How to deal with 96 Dimensional Points ?

2010-03-30 Thread Werner Van Belle
Hello,

I have been pondering this for a while, but never really looked deeply
into the problem.

I have 96 dimensional points and I would like to pose queries such as:
'give me all points that are within such a radius of this one'. The gis
extensions to mysql might support such type of query. The problem is of
course that points are 2 dimensional and I'm not sure whether I can
extend it to more than 3 dimensions ?

Does anybody have an idea about this ?

Wkr,

-- 
http://werner.yellowcouch.org/




signature.asc
Description: OpenPGP digital signature


Re: How to deal with 96 Dimensional Points ?

2010-03-30 Thread Werner Van Belle
Geert-Jan Brits wrote:
 You're most likely talking about something like consine-similarity on
 N-dimensional vectors.
 http://en.wikipedia.org/wiki/Cosine_similarity
 http://stackoverflow.com/search?q=cosine+similarity

Cool links ! Although it is not why I need it for. I'm really talking
about an eucledian distance measure between vectors. So in a sense it is
simpler.  Normally the gis extensions already provide the basic tools
necessary, if only the points could be extended to more than 2 dimensions.
 You could google to see strategies that exist for mysql. 
 However, depending on your use-case (e.g: scalable recommender
 systems) mysql (or any other rdbms) may not be the best tool for the job.

-- 
http://werner.yellowcouch.org/




signature.asc
Description: OpenPGP digital signature


Re: How to deal with 96 Dimensional Points ?

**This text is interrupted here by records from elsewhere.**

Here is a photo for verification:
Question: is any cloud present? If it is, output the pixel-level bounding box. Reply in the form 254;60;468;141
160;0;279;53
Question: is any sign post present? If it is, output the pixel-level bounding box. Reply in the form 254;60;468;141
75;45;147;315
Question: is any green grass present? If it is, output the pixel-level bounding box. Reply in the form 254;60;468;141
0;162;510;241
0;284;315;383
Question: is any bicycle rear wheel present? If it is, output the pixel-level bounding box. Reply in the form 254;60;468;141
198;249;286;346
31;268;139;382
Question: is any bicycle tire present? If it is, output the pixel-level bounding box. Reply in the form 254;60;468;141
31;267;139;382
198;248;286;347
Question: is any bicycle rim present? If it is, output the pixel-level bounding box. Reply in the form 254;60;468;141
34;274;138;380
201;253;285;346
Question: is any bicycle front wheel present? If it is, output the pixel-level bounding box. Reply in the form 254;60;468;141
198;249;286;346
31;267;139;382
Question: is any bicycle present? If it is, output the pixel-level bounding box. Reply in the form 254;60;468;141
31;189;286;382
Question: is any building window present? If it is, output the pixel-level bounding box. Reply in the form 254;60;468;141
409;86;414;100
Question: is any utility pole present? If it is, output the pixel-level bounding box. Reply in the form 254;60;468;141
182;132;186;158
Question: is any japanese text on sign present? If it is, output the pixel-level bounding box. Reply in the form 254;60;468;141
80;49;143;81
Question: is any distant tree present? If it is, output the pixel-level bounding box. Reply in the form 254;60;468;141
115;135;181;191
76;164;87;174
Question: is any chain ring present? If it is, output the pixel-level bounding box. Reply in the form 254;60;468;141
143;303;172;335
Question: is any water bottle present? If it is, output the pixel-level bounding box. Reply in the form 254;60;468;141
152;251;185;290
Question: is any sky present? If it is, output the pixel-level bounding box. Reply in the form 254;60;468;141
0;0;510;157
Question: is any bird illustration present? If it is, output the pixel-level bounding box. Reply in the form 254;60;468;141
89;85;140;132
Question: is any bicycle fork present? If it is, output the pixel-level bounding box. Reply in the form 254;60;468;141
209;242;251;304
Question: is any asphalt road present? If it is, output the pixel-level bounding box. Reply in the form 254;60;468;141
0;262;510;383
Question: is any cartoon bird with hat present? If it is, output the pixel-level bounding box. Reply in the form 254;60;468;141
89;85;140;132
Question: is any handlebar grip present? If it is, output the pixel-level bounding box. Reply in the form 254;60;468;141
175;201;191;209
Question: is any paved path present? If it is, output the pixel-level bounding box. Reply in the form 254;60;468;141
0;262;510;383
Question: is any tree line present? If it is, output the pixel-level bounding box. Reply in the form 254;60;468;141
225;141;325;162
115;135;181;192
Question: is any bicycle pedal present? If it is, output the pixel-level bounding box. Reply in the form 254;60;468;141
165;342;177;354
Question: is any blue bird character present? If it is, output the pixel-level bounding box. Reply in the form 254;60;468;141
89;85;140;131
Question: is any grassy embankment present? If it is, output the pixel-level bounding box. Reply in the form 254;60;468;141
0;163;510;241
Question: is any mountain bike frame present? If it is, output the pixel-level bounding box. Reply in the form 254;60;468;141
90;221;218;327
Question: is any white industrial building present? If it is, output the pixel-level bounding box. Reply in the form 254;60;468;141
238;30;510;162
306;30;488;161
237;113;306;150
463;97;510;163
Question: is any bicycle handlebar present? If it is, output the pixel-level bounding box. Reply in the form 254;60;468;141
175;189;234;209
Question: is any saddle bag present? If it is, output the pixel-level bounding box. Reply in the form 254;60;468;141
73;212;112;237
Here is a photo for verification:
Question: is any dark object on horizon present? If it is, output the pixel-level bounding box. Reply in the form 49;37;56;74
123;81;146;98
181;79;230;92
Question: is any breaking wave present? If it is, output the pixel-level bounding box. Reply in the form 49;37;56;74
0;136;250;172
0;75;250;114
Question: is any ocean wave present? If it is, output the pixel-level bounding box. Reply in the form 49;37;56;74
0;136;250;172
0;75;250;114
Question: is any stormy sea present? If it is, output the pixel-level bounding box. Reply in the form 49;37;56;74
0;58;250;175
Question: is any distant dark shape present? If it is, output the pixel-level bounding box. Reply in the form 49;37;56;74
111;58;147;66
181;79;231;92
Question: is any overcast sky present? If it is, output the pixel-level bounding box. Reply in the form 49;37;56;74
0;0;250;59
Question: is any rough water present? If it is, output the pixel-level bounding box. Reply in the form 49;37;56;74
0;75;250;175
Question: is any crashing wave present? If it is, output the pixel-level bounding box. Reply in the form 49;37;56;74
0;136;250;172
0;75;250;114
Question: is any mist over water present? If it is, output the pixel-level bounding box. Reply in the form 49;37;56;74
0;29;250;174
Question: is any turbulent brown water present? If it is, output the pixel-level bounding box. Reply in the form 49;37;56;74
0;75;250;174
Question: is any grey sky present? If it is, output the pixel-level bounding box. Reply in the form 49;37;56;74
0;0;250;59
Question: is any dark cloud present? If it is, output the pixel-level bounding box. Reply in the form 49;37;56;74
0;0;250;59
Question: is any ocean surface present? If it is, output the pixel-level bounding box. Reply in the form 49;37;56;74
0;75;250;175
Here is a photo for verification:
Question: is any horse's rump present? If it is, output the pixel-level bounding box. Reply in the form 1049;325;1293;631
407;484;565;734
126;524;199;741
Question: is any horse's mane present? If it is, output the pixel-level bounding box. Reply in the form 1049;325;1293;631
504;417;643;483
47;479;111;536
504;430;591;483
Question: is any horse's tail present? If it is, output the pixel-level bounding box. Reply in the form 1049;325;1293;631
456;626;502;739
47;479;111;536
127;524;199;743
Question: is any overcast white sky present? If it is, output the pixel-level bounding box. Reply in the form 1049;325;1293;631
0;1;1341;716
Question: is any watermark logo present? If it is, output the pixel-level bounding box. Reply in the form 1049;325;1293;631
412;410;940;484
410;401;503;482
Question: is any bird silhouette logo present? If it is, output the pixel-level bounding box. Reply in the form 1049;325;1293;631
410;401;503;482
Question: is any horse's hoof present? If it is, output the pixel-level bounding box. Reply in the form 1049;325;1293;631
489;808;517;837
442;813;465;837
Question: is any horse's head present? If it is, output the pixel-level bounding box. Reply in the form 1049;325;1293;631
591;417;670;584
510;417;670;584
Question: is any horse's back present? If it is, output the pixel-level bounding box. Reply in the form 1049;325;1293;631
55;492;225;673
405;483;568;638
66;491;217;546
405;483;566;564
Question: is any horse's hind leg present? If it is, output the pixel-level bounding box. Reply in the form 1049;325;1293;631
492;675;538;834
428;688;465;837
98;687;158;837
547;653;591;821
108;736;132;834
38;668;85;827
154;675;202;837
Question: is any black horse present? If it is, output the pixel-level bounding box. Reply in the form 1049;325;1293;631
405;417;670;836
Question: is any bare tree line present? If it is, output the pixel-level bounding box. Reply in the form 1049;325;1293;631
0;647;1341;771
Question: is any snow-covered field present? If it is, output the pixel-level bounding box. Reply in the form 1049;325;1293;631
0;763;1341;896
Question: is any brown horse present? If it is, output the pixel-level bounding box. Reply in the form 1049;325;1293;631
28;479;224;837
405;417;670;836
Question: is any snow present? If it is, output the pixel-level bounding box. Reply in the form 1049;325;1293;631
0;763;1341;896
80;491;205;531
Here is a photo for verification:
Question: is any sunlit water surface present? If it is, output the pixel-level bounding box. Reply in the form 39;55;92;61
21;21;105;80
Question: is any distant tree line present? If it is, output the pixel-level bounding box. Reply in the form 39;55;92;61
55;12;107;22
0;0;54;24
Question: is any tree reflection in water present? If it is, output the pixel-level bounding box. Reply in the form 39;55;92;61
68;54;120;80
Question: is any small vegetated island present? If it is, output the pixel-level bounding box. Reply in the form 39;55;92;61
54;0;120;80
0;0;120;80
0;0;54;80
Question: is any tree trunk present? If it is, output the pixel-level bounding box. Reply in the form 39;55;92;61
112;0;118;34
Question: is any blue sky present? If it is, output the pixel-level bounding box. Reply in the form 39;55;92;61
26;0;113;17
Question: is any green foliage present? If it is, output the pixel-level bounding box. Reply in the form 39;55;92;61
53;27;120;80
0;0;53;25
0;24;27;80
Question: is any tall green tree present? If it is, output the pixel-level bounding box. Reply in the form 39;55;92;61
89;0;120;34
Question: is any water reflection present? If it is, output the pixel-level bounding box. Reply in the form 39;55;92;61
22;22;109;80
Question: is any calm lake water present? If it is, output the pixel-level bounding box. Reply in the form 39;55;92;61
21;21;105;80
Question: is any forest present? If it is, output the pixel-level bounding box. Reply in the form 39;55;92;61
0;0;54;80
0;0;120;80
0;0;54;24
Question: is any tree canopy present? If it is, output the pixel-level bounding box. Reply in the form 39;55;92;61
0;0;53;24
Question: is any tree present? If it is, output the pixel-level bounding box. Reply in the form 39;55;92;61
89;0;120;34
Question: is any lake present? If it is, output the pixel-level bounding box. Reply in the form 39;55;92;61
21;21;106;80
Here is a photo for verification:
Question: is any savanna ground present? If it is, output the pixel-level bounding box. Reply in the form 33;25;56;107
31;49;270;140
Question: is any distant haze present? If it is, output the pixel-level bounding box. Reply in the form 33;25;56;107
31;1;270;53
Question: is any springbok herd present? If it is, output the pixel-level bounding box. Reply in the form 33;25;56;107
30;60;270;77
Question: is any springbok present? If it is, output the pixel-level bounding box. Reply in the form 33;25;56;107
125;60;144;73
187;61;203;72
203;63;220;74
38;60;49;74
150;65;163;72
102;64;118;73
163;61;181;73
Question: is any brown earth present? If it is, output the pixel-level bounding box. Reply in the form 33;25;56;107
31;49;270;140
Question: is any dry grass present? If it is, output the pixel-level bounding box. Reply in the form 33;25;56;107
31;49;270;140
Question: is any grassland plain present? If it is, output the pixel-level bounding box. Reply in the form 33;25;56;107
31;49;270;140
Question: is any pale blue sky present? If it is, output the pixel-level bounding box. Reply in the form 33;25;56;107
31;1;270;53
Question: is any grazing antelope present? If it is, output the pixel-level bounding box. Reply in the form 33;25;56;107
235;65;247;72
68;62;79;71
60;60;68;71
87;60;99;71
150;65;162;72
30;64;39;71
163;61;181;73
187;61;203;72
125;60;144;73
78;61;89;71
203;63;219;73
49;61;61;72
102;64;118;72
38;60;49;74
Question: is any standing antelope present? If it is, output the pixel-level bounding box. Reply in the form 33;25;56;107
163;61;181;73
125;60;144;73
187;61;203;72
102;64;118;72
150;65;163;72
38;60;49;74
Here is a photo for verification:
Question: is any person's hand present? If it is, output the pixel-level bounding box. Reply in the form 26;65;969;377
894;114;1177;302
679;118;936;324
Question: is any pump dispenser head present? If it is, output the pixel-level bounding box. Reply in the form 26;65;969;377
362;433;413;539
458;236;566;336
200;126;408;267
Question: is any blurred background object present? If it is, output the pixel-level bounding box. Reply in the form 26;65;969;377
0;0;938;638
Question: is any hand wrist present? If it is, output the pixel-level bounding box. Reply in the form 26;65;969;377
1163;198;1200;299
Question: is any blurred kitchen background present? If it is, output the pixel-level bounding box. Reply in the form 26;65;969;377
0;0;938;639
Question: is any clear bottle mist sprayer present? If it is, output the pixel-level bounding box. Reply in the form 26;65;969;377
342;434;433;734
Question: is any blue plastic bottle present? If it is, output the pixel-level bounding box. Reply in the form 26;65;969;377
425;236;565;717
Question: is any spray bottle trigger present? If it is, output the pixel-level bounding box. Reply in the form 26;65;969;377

2010-03-30 Thread Werner Van Belle
Johan De Meersman wrote:
 Well... a point in an n-dimensional space, is a location that has a
 defined value for each of it's n dimensions. If you have a value for
 each of your 96 dimensions, you have a point.
Well, it's fairly simple. If you have two points with 96 values in each.
Point1=(x1,...x96) and Point2=(y1,...,y96). The distance between these
two is

d=sqrt( (x_1-y_1)^2 + ... + (x_96-y_96)^2 )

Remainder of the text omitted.